Si apprezza subito la chiarezza: di stile e di struttura ma, soprattutto, di definizione e di scelte. Discutere di romanzo significa essenzialmente riferirsi al concetto di “civiltà romanzesca”, intendendo dunque una forma di esperienza estetica che esiste solo da quando si è instaurata una relazione dialogica effettiva tra lo scrittore e il pubblico dei suoi lettori. Ne discendono due idee forti, che la trattazione via via stringe e perfeziona, declinando gli studi classici di teoria del romanzo sulla sociologia e la narratologia.

Punto primo: il romanzo è il genere centrale della modernità letteraria, perché proprio la categoria di patto narrativo è rivelatoria di una consapevolezza autoriale che è la radice più vera e originale della prosa moderna. Questa tensione è impensabile al di fuori della nuova dialettica scrittura/lettura – all’altezza dei Promessi sposi è impensabile anche al di fuori di un certo spazio, cioè Milano: l’unica città della penisola, dove esista «una specie di opinione pubblica» (Di Breme, 1816, p. 103). 

Punto secondo: l’epoca matura di questo processo è, almeno in Italia, quella in cui effettivamente prendono fisionomia le strutture della modernità, ovvero l’Ottocento.
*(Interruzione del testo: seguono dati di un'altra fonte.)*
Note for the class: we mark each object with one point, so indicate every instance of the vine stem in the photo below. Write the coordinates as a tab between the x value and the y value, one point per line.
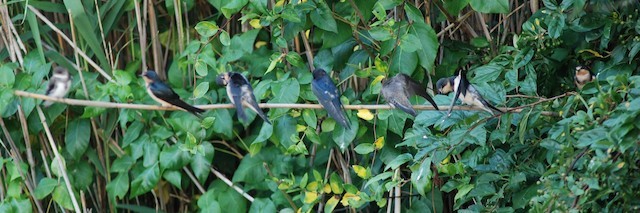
104	104
58	159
Di conseguenza, e con deliberata nettezza, da un lato cade la confusione terminologica tra il patto narrativo e l’«apostrofe» o l’«appello» della retorica canonica, che presuppongono una postura oratoria piuttosto che negoziale del discorso; dall’altro lato, il libro esautora ogni uso – ormai sempre più di moda – della parola romanzo come etichetta passepartout applicabile indistintamente a ogni secolo.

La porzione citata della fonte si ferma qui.